Deploy Project to GlassFish
Now that the RESTful web services are working properly from within NetBeans, we can deploy them to GlassFish. To deploy the project to GlassFish, right-click on the main project icon in the Projects tab and select ‘Clean and Build’. Once the project builds successfully, right-click again and select ‘Deploy’. This will instruct Apache Ant to deploy the project as a .war file to GlassFish, using the project’s default Ant deploy task. The SQL Server data source will also be installed into GlassFish.
Once the deployment is complete, switch to GlassFish and refresh the home page if necessary. Under the ‘Applications’ item on the left-hand navigation menu, you should see a new application with the same name as your project, ‘JdbcSqlWebSrvTest’.
Also, under the ‘JDBC’ -> ‘JDBC Resources’ item, you should see a resource with the same name as the data source you created in NetBeans, ‘AdventureWorks’. Under the ‘JDBC’ -> ‘JDBC Connection Pools’, you should see a pool entitled ‘microsoft_sql_AdventureWorks_aw_devPool’. The JDBC Resource, ‘AdventureWorks’, is linked to this pool. The pool is a ‘javax.sql.DataSource’ resource type, which references the ‘com.microsoft.sqlserver.jdbc.SQLServerDataSource’. This data source is identical to the data source you built in NetBeans.

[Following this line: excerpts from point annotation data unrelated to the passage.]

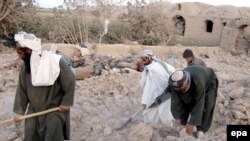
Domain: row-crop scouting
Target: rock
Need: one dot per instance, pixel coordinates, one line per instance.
(239, 115)
(2, 84)
(247, 94)
(220, 97)
(236, 93)
(239, 108)
(18, 139)
(183, 133)
(226, 103)
(142, 132)
(107, 131)
(172, 138)
(12, 136)
(189, 138)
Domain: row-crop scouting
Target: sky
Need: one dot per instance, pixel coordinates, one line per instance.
(238, 3)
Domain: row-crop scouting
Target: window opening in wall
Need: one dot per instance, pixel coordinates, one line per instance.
(179, 24)
(209, 26)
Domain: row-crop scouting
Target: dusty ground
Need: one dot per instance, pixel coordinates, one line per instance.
(103, 102)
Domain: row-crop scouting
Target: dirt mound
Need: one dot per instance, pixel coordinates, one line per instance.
(103, 103)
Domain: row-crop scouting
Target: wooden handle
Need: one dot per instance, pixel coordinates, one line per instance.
(31, 115)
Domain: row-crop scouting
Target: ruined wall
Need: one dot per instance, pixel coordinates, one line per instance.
(236, 36)
(196, 30)
(204, 25)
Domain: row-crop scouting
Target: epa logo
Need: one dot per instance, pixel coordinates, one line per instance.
(239, 133)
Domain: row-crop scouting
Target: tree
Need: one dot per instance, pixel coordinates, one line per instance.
(10, 16)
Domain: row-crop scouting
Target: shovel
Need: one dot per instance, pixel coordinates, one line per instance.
(30, 115)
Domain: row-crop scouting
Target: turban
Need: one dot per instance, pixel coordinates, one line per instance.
(179, 78)
(28, 40)
(146, 53)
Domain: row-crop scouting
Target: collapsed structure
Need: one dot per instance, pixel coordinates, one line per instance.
(200, 24)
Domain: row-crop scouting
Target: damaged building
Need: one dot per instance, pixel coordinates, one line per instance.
(199, 24)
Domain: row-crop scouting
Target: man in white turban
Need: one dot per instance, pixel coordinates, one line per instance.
(154, 80)
(45, 82)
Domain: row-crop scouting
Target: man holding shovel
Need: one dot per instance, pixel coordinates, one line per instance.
(194, 91)
(45, 82)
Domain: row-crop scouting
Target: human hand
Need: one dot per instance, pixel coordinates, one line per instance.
(17, 118)
(189, 129)
(63, 108)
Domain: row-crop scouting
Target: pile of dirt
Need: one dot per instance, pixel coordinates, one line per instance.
(102, 103)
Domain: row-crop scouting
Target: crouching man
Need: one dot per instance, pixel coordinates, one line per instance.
(194, 92)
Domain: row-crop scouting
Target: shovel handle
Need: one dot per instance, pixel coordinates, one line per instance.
(31, 115)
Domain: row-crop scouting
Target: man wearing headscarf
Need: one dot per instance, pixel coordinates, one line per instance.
(191, 59)
(194, 92)
(154, 80)
(45, 82)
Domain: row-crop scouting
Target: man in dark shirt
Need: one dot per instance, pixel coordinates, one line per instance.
(191, 59)
(194, 92)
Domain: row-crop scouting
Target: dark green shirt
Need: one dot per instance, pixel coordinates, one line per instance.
(194, 99)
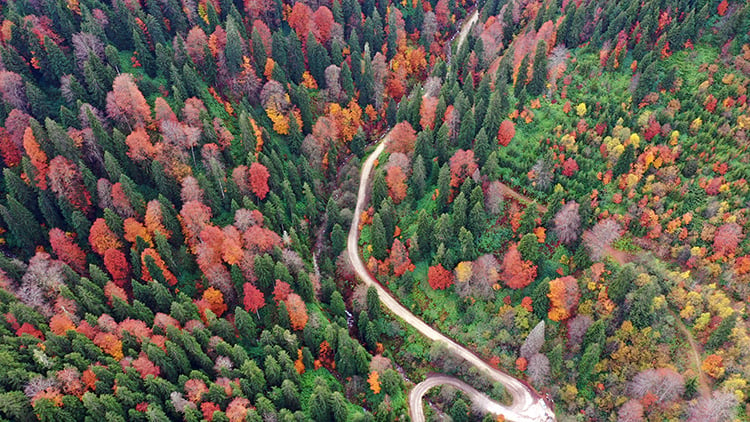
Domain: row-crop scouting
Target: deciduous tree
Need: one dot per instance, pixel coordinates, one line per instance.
(402, 138)
(517, 273)
(253, 299)
(506, 132)
(297, 311)
(563, 295)
(568, 223)
(66, 181)
(67, 250)
(259, 180)
(439, 278)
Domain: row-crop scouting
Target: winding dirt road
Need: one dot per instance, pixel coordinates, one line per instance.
(527, 405)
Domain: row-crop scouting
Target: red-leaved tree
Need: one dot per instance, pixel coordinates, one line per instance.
(66, 181)
(253, 299)
(506, 132)
(297, 312)
(396, 180)
(259, 180)
(727, 238)
(126, 104)
(517, 273)
(462, 165)
(439, 278)
(117, 264)
(102, 238)
(68, 251)
(37, 156)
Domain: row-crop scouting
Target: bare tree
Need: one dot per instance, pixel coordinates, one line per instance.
(534, 341)
(664, 383)
(631, 411)
(601, 236)
(720, 407)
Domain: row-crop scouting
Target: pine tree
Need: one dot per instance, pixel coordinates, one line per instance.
(538, 81)
(378, 238)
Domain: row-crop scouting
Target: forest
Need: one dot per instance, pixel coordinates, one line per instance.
(563, 192)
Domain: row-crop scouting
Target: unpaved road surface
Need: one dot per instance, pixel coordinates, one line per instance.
(526, 406)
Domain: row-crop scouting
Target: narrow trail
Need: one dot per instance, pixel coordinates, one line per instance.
(527, 404)
(704, 389)
(623, 257)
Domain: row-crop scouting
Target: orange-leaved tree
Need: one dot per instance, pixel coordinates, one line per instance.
(517, 273)
(563, 296)
(297, 312)
(439, 278)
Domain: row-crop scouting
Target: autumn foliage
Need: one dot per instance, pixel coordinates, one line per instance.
(563, 296)
(517, 273)
(439, 278)
(506, 133)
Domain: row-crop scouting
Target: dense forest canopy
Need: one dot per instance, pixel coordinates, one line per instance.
(564, 192)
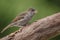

Test Web Services on GlassFish
To test the RESTful web services from GlassFish, begin by clicking on the ‘JdbcSqlWebSrvTest’ application, under ‘Applications’ menu item. On the Applications page, click on the ‘Launch’ action link. GlassFish open a new web browser window, and presents you with two ‘Web Application Links’, one link is HTTP and the other, HTTPS. Click on the HTTP link. This should display the default index.jsp page’s ‘Hello World!’ message.
To call the service, append the current URL to match the resource URIs you used when testing the services in NetBeans. For example, to display all the employees again like you did in NetBeans, append the current URL, http://%5Byour_server_name%5D:%5Bport%5D/JdbcSqlWebSrvTest/, to include the following:
http://%5Byour_server_name%5D:%5Bport%5D/JdbcSqlWebSrvTest/webresources/entityclasses.employee
This URI should return the same xml content you observed when testing this same URI locally in NetBeans.
As another test, append the URI to also include the Id of a single employee, as follows:
http://%5Byour_server_name%5D:%5Bport%5D/JdbcSqlWebSrvTest/webresources/entityclasses.employee/2
This should cut the amount of data returned from the Adventure Works database to a single employee record.
One last test, remove the number two from the URI and add the word ‘count’, as follows:
http://%5Byour_server_name%5D:%5Bport%5D/JdbcSqlWebSrvTest/webresources/entityclasses.employee/count
This time, you should see a single integer returned to the browser, representing the count of all employees in the database’s employee table.
Conclusion
Congratulations, the Java EE RESTful web services have been successfully deployed to GlassFish. The services are connecting to Adventure Works SQL Server database, through the entity classes and data source, and returning data to your web browser! Next step is to create a RESTful web services client application, to display the data returned by the services and/or to perform CRUD operations on the database.